With regard to the salivary gland occurrence of IH, Childers and colleagues⁹ recently published their experience with 10 haemangiomas of the salivary gland, seven of which were found in the parotid gland of infants and were diagnosed as juvenile haemangioma. The authors stressed that the lobular arrangement was preserved, with acinar effacement and retention of nerves and ductal structures. One of their cases and another referred from the literature were associated with cytomegalovirus infection of the ductal epithelium. These cases fit with the features of our cases in the submaxillary gland.

One of the components of the vessels in IH, whatever its site—skin, placenta, liver, breast, or salivary gland—is the pericytic cells. This is a consistent finding, which seems to be related to the progressive maturation of the endothelial cells and formation of small vessels. Hence, IH appears to contain two types of vasoformative cells undergoing divergent differentiation in an organoid vascular pattern, which probably reproduce large villous vessels rather than placental capillaries. An unusual condition associating both cells is present in the placenta, namely chorioangiomatosis.¹⁰ This should be distinguished from chorioangiosis and chorioangioma, which are related but different lesions. Chorioangiomatosis is characterised by increased numbers of vessels in the villi, which are made up of endothelial and smooth muscle pericytic cells, presenting as focal, segmental, and/or diffuse multifocal subgroups. Chorioangioma is associated with an increased risk of extreme prematurity, congenital malformations, intrauterine growth retardation, delayed villous maturation, avascular villi, and placentomegaly. Placental chorioangiosis is not associated with smooth muscle pericytic cells.

“The association of multifocal infantile haemangioma with Beckwith-Wiedemann syndrome, coupled with data from the literature, points to the IGF2 gene and its product as the possible underlying molecular alteration in the genesis of this tumour”

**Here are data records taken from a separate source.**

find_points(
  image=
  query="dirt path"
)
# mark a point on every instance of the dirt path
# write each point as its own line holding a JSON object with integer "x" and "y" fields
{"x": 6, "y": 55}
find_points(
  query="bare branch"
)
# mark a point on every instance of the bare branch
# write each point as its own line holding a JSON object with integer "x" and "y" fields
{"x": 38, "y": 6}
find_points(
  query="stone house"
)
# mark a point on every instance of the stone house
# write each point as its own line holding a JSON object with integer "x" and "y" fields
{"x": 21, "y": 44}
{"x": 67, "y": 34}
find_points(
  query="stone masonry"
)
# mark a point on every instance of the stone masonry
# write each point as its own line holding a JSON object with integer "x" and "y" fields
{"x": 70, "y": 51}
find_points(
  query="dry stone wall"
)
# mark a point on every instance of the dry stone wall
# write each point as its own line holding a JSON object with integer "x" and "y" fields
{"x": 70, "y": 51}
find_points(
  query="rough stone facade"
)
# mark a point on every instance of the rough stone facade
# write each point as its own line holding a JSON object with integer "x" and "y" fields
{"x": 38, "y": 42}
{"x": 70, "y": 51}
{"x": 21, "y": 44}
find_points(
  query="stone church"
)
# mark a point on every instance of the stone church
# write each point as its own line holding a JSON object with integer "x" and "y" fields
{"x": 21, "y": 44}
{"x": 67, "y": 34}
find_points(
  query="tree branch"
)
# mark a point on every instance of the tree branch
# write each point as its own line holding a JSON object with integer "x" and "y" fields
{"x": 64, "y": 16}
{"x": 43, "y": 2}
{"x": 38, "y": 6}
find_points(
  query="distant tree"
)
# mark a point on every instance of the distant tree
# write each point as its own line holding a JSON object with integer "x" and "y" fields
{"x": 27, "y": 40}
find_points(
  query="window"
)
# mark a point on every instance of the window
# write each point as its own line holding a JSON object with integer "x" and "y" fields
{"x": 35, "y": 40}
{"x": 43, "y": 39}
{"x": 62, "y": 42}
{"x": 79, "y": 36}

Multiple chorioangiomas and multiple Glut1 positive liver IH, as found in our cases of Beckwith-Wiedemann syndrome,^3,4 may be a key to the genetic changes related to the development of this tumour. In this sense, insulin growth factor 2 (IGF2) could be the link. Upregulation of the IGF2 gene (at 11p15), either directly or indirectly, appears to be related to the overgrowth tumours presenting in the syndrome.¹¹ In addition, Ritter and colleagues¹² have recently reported greatly increased expression of IGF2 mRNA and protein in the proliferative phase of IH, suggesting that IGF2 could be a regulator of haemangioma proliferation, particularly in view of its known mitogenic and apoptosis supressor activities.

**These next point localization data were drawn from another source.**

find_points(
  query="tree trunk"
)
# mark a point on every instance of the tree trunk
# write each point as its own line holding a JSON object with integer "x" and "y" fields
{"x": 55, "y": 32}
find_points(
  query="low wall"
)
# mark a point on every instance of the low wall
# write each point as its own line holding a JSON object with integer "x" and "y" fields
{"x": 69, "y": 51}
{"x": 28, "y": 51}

Two recently recognised types of congenital haemangioma, known as non-involuting congenital haemangioma and rapidly involuting congenital haemangioma, are different from the Glut1 positive IH of the skin. All the cases reported in this paper belong to the latter type.^13,14

In summary, IH is made up of a combined proliferation of Glut1 positive endothelial cells and α smooth muscle actin positive pericytic cells, and represents a peculiar entity. IH can present at sites other than the originally recognised skin localisation, often reproducing the vessels of placental chorioangiomatosis and small arterioles of the placental villi. The association of multifocal IH with Beckwith-Wiedemann syndrome, coupled with data from the literature, points to the IGF2 gene and its product, the IGF2 protein, as the possible underlying molecular alteration in the genesis of this tumour.